Does anybody know how to save changes on Tone Curve without the color channels.
It is possible cause there are some third party presets that have a preset with custom curve and when applied to photo it doens't affect the others rgb channels.


----------



## Tony Jay (Feb 6, 2017)

Hi, welcome to Lightroom Forums!

Your question appears to address two issues not one.

The default tone curve is the parametric tone curve - the one with the sliders beneath it. This tone curve only adjusts overall tone. This can be incorporated into a preset as per usual.

The point curve does allow the ability to adjust tone by colour channel but it also allows an overall tone adjustment just like the parametric tone curve (this is the RGB option) except you are manually placing points on the curve instead of using sliders to adjust the curve.
If you want to adjust the tone of a specific colour channel then select it (R for red, G for green, and B for blue). You can also adjust the tone curve for each colour channel in different ways.
Any adjustments made can be part of a preset.

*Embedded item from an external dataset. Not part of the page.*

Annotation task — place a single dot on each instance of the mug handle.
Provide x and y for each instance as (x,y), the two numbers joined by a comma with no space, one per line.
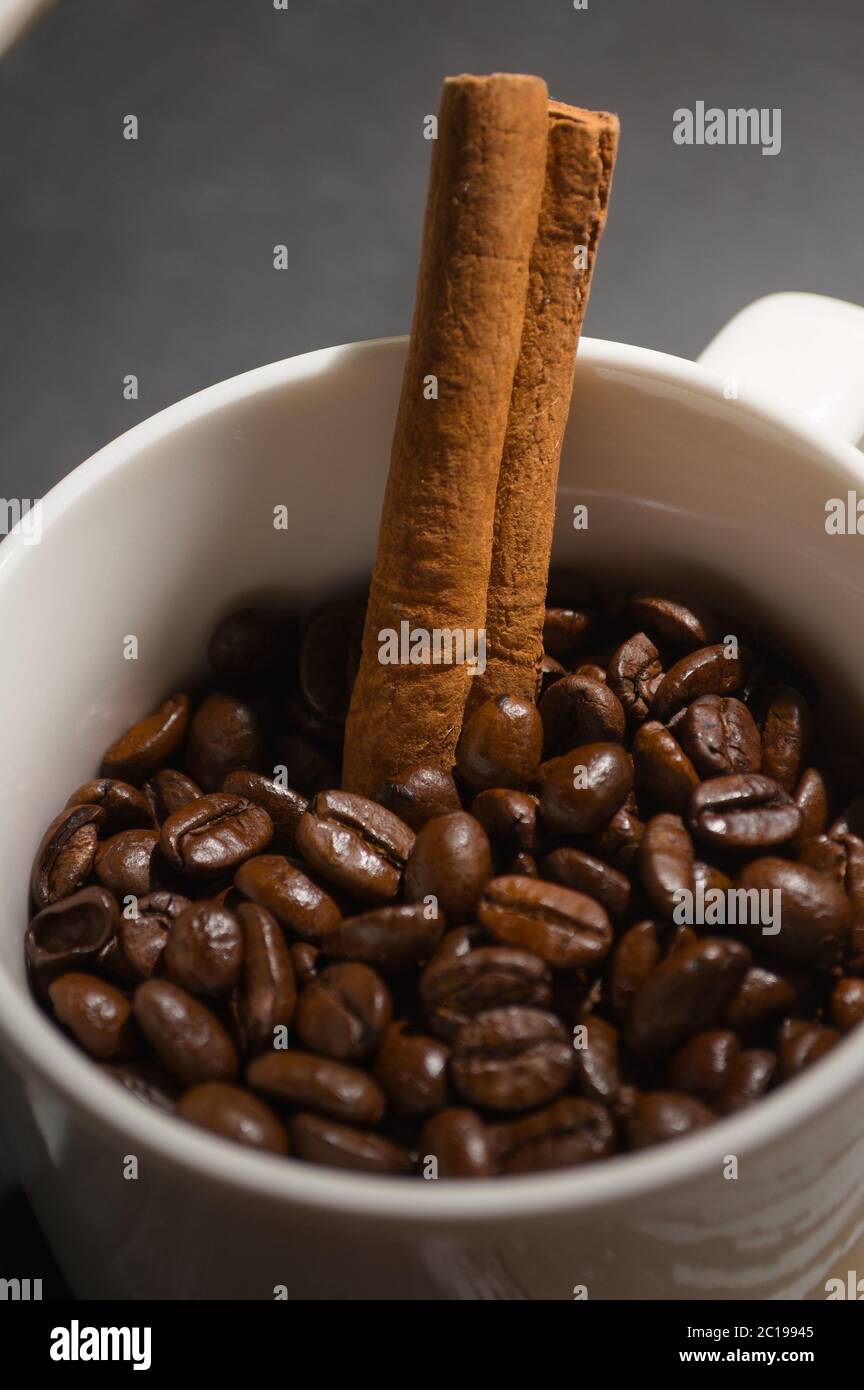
(804,352)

Let us know if this answers your question or not.

Tony Jay


----------



## balthazar35 (Feb 6, 2017)

Thanks for you answer Tony!

Sorry I didn't explain that correctly.
 I want to be able to add a custom curve(point tone curve) saved as Develop preset via to an existing preset that has tweaks on Color curves channels, R.G.B. but it won't affect (reset) the existing rbg tweaks only the tone curve (point tone curve).


----------



## Tony Jay (Feb 6, 2017)

It won't.
An overall point tone curve adjustment does not interfere directly with individual colour channel tone curve adjustments.

Tony Jay


----------



## balthazar35 (Feb 6, 2017)

I know it's possible but don't know how to do it. A company with LR presets has a Develop preset that called "Fade". When I applied to my existence custom preset it won't affect r,g,b color channels ony Tone Curve.


----------



## LouieSherwin (Feb 6, 2017)

You might see if you can do that by editing the actual saved preset text file. Potentially you could any settings to the color channels so that only the composite tone curve is applied.

Just a thought.

-louie


----------



## balthazar35 (Feb 7, 2017)

Solution found  Kudos to johnrellis from another lighroom forum.
Only you have to do is to edit the .lrtemplate. You open it in notepad and you enter zero values to r,g,b channels.

From jonrellis notes:

ToneCurvePV2012Blue = {
    0,
    0,
    255,
    255,
},
ToneCurvePV2012Green = {
    0,
    0,
    255,
    255,
},
ToneCurvePV2012Red = {
    0,
    0,
    255,
    255,
}, 
Thank you for your asnwers.


----------